On encense tellement Ferrier (et sa vie émouvante et tragique renforce sa légende) que je prétends que beaucoup l'aime parce qu'il faut l'aimer (une sorte d'argument d'autorité: Walter, Bonnefoy et d'autres encore: comment dire autre chose ?).

Écrit par : Philippe[s] | vendredi, 24 mars 2006

Certains préfèrent Christa Ludwig dans le Chant de la Terre (dir Klemperer) moi je n'ai jamais beaucoup apprécié Ludwig plus mezzo d'ailleurs et trop nasalisante à mon goût.

Il y a d'autres très bonnes versions Maureen Forrester par exemple.

On aime ou pas un grain de voix ... je ne vois aucun moyen d'objectiver quoi que ce soit là-dedans. Et puis, n'est-ce pas il nous faut toujours du nouveau n'y en eut-il plus au monde (comme disait le bonhomme La Fontaine) alors peut-être certains sont fatigués d'avoir trop écouté Ferrier !

Tiens ! Moi je n'aime pas trop son Amour et la vie d'une femme (Schumann avec Bruno Walter au piano) ! Trop chargé d'affects ...

Écrit par : P.D | vendredi, 24 mars 2006

"Tiens ! Moi je n'aime pas trop son Amour et la vie d'une femme (Schumann avec Bruno Walter au piano) ! Trop chargé d'affects ..."

C'est John Newmark au piano.
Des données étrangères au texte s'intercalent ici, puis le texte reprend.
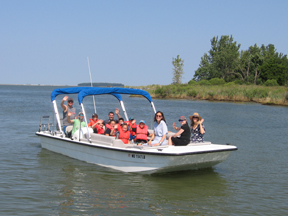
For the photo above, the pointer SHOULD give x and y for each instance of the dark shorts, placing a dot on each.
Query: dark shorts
(179, 142)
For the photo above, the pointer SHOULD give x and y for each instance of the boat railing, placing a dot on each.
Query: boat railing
(46, 126)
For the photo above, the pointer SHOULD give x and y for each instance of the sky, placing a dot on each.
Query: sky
(129, 41)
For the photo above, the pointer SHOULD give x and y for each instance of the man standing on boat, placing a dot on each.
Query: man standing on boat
(111, 116)
(66, 110)
(77, 123)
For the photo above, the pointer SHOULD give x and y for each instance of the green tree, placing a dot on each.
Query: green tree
(274, 65)
(222, 60)
(178, 64)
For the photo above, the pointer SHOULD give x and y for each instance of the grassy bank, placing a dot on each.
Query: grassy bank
(276, 95)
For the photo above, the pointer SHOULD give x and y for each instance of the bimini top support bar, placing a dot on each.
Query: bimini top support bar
(98, 91)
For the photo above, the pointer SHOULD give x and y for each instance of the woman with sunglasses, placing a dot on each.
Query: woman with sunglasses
(76, 122)
(197, 128)
(183, 132)
(160, 131)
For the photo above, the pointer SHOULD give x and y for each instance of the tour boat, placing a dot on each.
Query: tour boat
(107, 151)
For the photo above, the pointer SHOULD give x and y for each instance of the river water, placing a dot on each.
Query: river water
(252, 181)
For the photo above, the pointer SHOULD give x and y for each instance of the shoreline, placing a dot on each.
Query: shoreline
(35, 85)
(264, 95)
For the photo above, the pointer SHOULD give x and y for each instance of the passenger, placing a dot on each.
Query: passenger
(160, 131)
(183, 132)
(131, 125)
(124, 134)
(99, 128)
(94, 121)
(141, 132)
(109, 128)
(120, 121)
(66, 110)
(111, 116)
(76, 122)
(197, 128)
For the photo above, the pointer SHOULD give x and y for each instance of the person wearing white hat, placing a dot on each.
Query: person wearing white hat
(182, 137)
(197, 128)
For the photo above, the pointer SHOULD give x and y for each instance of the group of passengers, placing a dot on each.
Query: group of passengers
(129, 131)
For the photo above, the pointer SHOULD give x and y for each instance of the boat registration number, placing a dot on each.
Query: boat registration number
(136, 156)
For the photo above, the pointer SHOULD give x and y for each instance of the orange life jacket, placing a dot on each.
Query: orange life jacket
(133, 126)
(141, 133)
(99, 130)
(108, 126)
(124, 136)
(92, 122)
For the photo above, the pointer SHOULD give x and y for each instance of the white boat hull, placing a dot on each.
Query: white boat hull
(138, 160)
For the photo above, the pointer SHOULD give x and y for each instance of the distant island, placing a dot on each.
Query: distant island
(102, 84)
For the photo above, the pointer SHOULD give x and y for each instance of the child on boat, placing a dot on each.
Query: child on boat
(124, 134)
(95, 122)
(141, 131)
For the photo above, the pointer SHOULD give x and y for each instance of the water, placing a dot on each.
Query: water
(252, 181)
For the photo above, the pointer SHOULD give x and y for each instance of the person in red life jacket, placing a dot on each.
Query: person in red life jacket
(99, 128)
(141, 132)
(124, 134)
(94, 121)
(131, 125)
(109, 127)
(120, 121)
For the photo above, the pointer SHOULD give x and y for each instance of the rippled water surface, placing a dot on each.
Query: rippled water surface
(252, 181)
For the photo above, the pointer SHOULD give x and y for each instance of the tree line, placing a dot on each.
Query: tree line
(225, 61)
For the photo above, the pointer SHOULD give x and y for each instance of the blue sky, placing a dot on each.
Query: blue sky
(130, 42)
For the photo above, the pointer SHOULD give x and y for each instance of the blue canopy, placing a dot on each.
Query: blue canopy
(97, 91)
(75, 90)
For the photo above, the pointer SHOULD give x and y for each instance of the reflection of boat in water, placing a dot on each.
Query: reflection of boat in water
(113, 153)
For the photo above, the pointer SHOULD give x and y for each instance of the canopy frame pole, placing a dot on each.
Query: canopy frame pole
(56, 112)
(152, 104)
(83, 110)
(124, 110)
(91, 83)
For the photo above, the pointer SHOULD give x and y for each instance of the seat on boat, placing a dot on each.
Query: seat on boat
(101, 139)
(119, 143)
(198, 143)
(68, 130)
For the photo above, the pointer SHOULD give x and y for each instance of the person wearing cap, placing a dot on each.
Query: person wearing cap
(94, 123)
(182, 137)
(124, 134)
(160, 130)
(111, 116)
(77, 123)
(131, 124)
(197, 128)
(141, 131)
(66, 110)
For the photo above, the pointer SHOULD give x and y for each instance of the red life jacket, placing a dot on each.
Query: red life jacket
(111, 128)
(92, 122)
(141, 133)
(133, 126)
(108, 126)
(99, 130)
(124, 136)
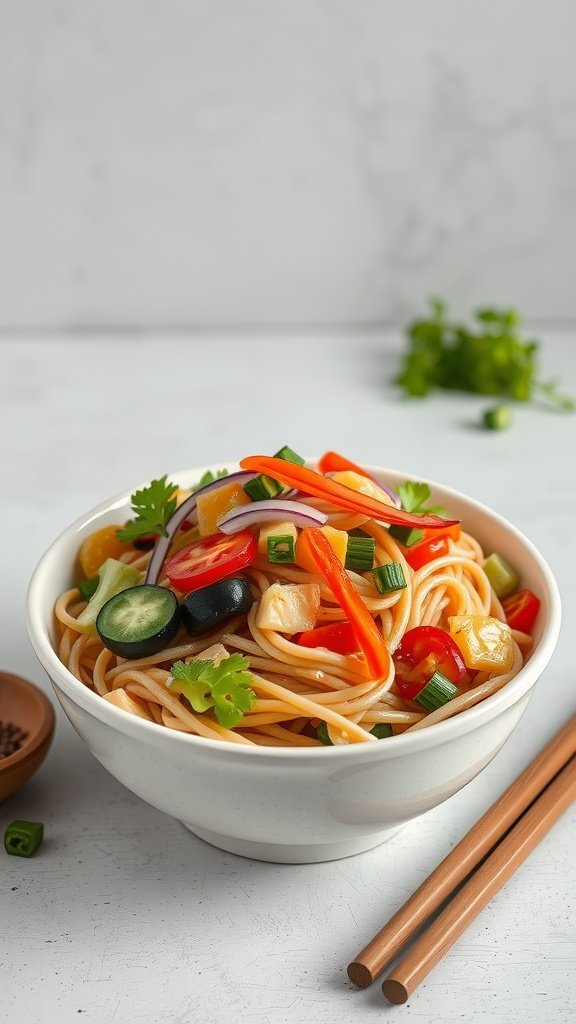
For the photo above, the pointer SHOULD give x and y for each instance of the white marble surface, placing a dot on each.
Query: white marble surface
(125, 916)
(242, 161)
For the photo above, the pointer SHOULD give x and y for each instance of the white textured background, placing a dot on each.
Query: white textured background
(248, 161)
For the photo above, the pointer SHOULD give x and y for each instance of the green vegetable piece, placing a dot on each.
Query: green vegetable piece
(488, 356)
(22, 839)
(497, 418)
(360, 554)
(208, 477)
(382, 730)
(225, 687)
(388, 578)
(262, 487)
(113, 577)
(503, 579)
(438, 691)
(88, 588)
(153, 507)
(281, 549)
(322, 733)
(290, 456)
(406, 535)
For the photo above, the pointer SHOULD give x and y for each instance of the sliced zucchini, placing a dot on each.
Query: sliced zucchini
(213, 605)
(139, 622)
(113, 578)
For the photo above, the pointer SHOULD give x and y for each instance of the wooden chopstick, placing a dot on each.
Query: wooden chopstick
(480, 888)
(463, 858)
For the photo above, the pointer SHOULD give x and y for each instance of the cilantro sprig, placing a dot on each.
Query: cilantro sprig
(153, 507)
(414, 496)
(487, 356)
(225, 687)
(208, 477)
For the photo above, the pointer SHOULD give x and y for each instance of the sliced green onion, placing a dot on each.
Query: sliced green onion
(438, 691)
(498, 418)
(322, 733)
(388, 578)
(262, 487)
(22, 839)
(87, 588)
(281, 548)
(290, 456)
(503, 579)
(407, 536)
(382, 730)
(360, 554)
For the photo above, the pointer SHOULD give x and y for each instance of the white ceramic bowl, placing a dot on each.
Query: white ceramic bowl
(295, 805)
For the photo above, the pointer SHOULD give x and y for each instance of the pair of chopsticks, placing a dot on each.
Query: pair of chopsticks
(489, 853)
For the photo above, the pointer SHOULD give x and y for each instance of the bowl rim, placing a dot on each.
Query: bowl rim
(438, 734)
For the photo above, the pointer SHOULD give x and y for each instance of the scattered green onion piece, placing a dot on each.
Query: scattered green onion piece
(290, 456)
(262, 487)
(87, 588)
(503, 579)
(281, 548)
(498, 418)
(22, 839)
(438, 691)
(388, 578)
(407, 536)
(382, 730)
(322, 733)
(360, 554)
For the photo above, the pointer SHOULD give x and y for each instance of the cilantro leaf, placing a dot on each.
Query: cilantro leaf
(225, 687)
(153, 507)
(413, 495)
(208, 477)
(488, 355)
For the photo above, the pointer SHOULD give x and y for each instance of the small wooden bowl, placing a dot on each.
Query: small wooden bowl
(25, 706)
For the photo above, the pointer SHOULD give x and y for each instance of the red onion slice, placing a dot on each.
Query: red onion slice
(266, 511)
(183, 512)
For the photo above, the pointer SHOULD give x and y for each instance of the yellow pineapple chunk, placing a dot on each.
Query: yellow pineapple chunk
(486, 643)
(213, 505)
(289, 607)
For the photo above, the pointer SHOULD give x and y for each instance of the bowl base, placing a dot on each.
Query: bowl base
(282, 853)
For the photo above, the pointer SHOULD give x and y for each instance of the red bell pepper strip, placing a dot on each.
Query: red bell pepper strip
(333, 462)
(338, 637)
(333, 572)
(322, 486)
(521, 610)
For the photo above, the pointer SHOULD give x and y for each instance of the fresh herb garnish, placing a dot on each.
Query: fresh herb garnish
(208, 477)
(488, 356)
(153, 507)
(225, 687)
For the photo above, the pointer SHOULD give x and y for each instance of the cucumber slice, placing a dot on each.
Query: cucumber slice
(113, 578)
(139, 622)
(210, 606)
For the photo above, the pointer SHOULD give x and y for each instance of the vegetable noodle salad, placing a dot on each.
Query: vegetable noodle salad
(286, 606)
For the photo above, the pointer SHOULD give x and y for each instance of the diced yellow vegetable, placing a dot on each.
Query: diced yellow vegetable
(338, 541)
(127, 702)
(213, 505)
(363, 484)
(275, 529)
(289, 607)
(486, 643)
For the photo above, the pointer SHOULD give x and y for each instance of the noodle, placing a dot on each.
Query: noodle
(297, 687)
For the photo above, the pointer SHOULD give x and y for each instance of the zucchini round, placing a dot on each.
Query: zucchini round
(138, 622)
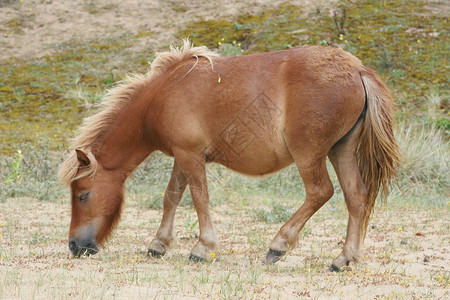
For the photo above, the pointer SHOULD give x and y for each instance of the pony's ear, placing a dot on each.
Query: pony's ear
(82, 158)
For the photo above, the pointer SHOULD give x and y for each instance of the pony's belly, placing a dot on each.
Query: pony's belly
(254, 158)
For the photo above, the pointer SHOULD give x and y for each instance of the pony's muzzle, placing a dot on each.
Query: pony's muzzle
(80, 248)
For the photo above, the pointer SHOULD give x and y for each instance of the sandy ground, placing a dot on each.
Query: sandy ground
(406, 256)
(406, 252)
(35, 28)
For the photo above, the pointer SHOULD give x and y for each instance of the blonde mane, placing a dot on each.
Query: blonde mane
(95, 127)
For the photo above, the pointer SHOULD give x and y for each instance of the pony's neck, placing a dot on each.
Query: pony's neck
(125, 146)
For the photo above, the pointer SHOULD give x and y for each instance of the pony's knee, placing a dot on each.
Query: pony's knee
(322, 193)
(357, 202)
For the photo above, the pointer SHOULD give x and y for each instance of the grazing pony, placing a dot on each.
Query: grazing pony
(254, 114)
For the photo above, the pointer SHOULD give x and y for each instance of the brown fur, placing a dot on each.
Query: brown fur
(254, 114)
(378, 153)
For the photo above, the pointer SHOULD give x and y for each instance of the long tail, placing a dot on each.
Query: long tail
(378, 153)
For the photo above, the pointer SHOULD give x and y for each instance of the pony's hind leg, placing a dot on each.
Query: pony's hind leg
(343, 158)
(318, 191)
(172, 197)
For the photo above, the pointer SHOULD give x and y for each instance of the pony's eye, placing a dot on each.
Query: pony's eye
(83, 196)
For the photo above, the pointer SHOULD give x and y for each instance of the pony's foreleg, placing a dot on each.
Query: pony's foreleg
(318, 191)
(193, 167)
(172, 198)
(343, 158)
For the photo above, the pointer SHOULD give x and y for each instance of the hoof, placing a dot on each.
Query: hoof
(196, 258)
(273, 256)
(334, 268)
(154, 253)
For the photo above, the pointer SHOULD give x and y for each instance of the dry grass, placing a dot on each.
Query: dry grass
(35, 261)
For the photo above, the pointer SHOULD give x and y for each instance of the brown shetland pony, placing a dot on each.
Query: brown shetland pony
(254, 114)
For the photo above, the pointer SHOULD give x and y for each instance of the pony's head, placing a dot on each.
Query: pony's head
(97, 196)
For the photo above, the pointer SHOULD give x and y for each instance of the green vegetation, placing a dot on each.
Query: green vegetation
(45, 99)
(401, 40)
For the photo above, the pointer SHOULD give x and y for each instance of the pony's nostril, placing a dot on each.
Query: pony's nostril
(72, 246)
(91, 248)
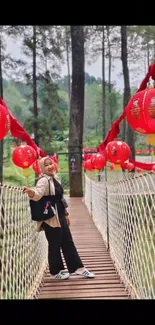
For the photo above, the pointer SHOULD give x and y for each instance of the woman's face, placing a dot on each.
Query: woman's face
(49, 167)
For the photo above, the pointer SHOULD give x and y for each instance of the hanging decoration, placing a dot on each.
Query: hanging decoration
(24, 156)
(4, 122)
(117, 152)
(140, 114)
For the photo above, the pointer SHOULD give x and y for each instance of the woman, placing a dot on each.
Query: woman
(57, 228)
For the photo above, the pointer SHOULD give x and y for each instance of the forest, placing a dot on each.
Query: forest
(41, 98)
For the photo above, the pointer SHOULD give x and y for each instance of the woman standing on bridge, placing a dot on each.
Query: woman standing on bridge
(57, 227)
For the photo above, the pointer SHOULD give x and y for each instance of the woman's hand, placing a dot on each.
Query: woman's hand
(29, 191)
(68, 220)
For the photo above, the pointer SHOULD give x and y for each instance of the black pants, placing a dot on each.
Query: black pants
(61, 239)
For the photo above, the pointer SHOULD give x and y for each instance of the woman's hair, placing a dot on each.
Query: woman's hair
(42, 163)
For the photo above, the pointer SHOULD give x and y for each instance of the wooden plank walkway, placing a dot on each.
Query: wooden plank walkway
(89, 243)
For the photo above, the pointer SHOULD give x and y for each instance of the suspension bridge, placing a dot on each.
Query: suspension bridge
(113, 228)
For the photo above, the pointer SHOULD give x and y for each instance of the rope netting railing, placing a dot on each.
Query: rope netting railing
(123, 209)
(23, 251)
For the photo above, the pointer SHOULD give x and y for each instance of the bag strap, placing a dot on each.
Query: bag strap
(49, 187)
(48, 184)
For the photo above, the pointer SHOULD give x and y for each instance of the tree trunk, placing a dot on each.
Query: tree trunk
(76, 112)
(103, 85)
(35, 108)
(68, 66)
(1, 94)
(127, 91)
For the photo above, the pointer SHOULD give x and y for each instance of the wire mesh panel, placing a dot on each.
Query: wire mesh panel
(95, 200)
(130, 226)
(23, 251)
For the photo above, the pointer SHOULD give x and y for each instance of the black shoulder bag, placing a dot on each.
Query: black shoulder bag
(44, 208)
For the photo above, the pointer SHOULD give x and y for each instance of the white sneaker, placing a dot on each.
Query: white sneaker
(61, 276)
(85, 273)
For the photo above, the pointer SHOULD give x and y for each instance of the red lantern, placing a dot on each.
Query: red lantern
(112, 166)
(130, 166)
(117, 151)
(55, 166)
(24, 156)
(138, 170)
(88, 165)
(4, 122)
(140, 113)
(98, 161)
(36, 167)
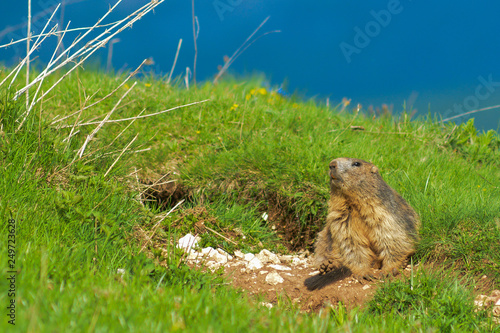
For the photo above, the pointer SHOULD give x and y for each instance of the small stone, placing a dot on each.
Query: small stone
(267, 305)
(286, 257)
(280, 267)
(194, 255)
(238, 254)
(297, 261)
(267, 256)
(274, 278)
(224, 253)
(254, 264)
(248, 256)
(213, 266)
(207, 250)
(188, 242)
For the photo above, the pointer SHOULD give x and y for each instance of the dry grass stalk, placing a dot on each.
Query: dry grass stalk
(175, 61)
(101, 123)
(102, 99)
(242, 49)
(123, 151)
(158, 223)
(140, 117)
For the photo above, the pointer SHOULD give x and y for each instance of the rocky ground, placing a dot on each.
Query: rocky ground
(273, 276)
(294, 278)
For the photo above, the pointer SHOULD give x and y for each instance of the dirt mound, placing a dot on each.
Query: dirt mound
(274, 276)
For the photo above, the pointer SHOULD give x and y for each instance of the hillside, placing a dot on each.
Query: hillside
(100, 194)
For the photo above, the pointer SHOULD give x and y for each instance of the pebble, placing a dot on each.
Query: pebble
(274, 278)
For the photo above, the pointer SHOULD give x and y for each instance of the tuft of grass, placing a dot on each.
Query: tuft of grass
(433, 300)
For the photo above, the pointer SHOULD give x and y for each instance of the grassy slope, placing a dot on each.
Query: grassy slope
(247, 151)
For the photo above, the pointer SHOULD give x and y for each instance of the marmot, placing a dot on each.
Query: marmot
(369, 225)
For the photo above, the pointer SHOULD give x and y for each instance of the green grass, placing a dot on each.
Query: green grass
(244, 152)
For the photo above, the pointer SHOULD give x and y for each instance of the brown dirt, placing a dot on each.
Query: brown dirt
(309, 292)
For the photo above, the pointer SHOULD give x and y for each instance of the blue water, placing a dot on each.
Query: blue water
(440, 57)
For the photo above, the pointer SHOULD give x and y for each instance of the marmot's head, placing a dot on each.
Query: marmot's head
(353, 176)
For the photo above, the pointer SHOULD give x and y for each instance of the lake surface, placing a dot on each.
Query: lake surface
(440, 57)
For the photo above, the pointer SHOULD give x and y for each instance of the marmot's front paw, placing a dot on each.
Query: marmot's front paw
(327, 266)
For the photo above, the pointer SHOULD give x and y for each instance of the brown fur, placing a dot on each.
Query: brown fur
(369, 225)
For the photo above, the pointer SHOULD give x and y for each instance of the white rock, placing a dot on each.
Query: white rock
(238, 254)
(194, 256)
(298, 261)
(274, 278)
(267, 256)
(213, 266)
(224, 253)
(207, 250)
(254, 264)
(280, 267)
(248, 256)
(286, 257)
(188, 242)
(267, 305)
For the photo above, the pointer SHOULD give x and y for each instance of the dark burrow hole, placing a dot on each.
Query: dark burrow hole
(296, 236)
(165, 194)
Pas terrible d'ailleurs.

Je n'aime guère les pures voix, d'habitude, et je comprends d'autant mieux le malaise de Philippe[s] avec cette interprète que tout le monde adore.

Pour ma part, j'aime énormément aussi, même si je ne clame pas que son Abschied est insurpassable. Nun hast du mir den ersten Schmerz getan, dans le Frauenliebe, est vraiment une expérience de l'anéantissement.

Je vois bien ce qu'il veut dire par "mollesse", il est vrai que la diction reste imparfaite, et que les pièces sont plus habitées par le timbre et son intensité que par un rapport précis au texte. Néanmoins, conclure à l'absence d'art serait hâtif : la progression psychologique est toujours campée, par-delà les mots.

Écrit par : DavidLeMarrec | samedi, 25 mars 2006

Non ! J'ai précisé Bruno Walter car c'est la version live au festival d'Edimbourg !

D'autres contraltos célèbres Margarete Klose et Marian Anderson

Écrit par : P.D | samedi, 25 mars 2006

« Entre le projet poétique de "Hier régnant désert" [Bonnefoy] et l’essence de la voix de Kathleen Ferrier, il y a une convergence profonde qui donne tout son sens au poème dédié à la cantatrice. Pour Bonnefoy, la voix de Kathleen Ferrier est […] une voix de femme mûre qui a intériorisé la durée. Cette intériorisation coïncide avec le consentement de la conscience poétique au temps, qui est l’enjeu de "Hier régnant désert". À cet égard la figure de Kathleen Ferrier est une figure de femme initiatrice : sa voix est le lieu spirituel d’une initiation à la dimension temporelle… »

Michèle Finck, "Yves Bonnefoy, Le simple et le sens", José Corti, 1989, p. 363.